A Anatel afirmou, em nota, que a decisão judicial assegurou a continuidade da prestação dos serviços essenciais em uma fase de transição.
“A Agência manterá o acompanhamento permanente da situação, com atenção especial aos serviços de relevante interesse social e às obrigações relacionadas à telefonia, aos códigos de emergência e de utilidade pública e às interconexões”, relatou.
Por sua vez, o Mcom emitiu uma nota afirmando que a decretação da falência não implica interrupção imediata dos serviços. “Nos mercados onde há concorrência, a continuidade pode ser assegurada pelas demais operadoras”, declarou a pasta.
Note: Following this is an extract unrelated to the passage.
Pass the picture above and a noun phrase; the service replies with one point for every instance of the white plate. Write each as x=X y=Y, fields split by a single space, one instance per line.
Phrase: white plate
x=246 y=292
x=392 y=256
Anatel e Mcom declinaram dos pedidos de entrevista.
Ambos afirmaram ainda que aguardam a íntegra da decisão judicial que decretou a falência da operadora a fim de analisarem mais profundamente os seus termos e os eventuais impactos na prestação dos serviços.
Anatel e Mcom acrescentaram, via notas, que seguirão acompanhando o processo em conjunto, com prioridade para a continuidade, a segurança e a proteção dos usuários.